Lewis goes on to say that we eventually grow out of this tendency. For an author who manifestly never grew out of anything, Lewis makes a wondrously naive claim. Can he be so un-self-aware? I appreciate that he had many spiritual gifts; I have benefited over the years from these gifts in his writing. But I find it hard to believe that he didn't, in his very poetic imagination, join the appearance of daffodils and chocolate eggs with the risen Christ.

Ancient festivals, both Jewish and Pagan were magnificent mixes of physical delights, music, food, dance, celebration and sacred observance, the sacrificial offering, the reading of holy texts, chanting. 

I submit that we are not so different today. Those communities thus worshiping/celebrating would have been hard pressed to distinguish what part of their observance was “religious” and what part was “secular,” assuming they even perceived this distinction which historians claim they did not.

We gather in church on Easter Sunday; the organ whips itself into a frenzied prelude. The congregation rises looking proudly on each other in their Easter finery. We grin knowingly at the bouncy children, already enhanced by a few chocolate eggs. The choir marches in and we burst into song.  “Jesus Christ is risen today”

Can you separate this moment of music and joy from the truth of the risen Christ? For me, they are all one. I have no interest in paring away the “fleshly” delights of the holiday. The Puritans tried that and ended up in a dead end.

Our faith teaches us on many levels. We are taught through Scripture. We are taught through homilies. We are taught in the repeated attendance at the Eucharist. We are taught by prayer, by our life’s journey, by each other, and we are taught by creation.
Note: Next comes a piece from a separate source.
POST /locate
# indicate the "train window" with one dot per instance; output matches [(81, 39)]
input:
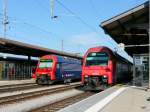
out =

It is human to celebrate, to make festivals, to enhance our special moments.

People shake their heads over the increasingly secular treatment of Christmas (mostly) and Easter. I have certainly shaken mine. But maybe it’s not as bad as we think. Maybe someone is eating a chocolate egg and realizing that Easter is behind it. Maybe without that chocolate egg, that person wouldn't have thought about Jesus at all.

I’m not usually an optimist. There are too few disciples of Christ. Churches are too empty. Our elected leaders are too focused on their own re-elections to do what’s best for the country. People have too much money, or much too little. Nothing is right. 

Certainly, there is money to be made at Easter and Christmas, and people are not shy about exploiting the season to line their pockets. I’m just not sure that the proliferation of secular trappings, of chocolate eggs, detracts from the significance of the Resurrection.


We are human. Who made us human? Who sustains our human lives? Who dwells in our human selves? I think that little boy from Lewis’ book grew up, had a nice family, went to church and died in the arms of our Savior. I also think – actually I know – there is someone right now, who certainly wouldn't dare read this post, but who is eating a chocolate egg and wondering about the Resurrection, about Jesus, about himself.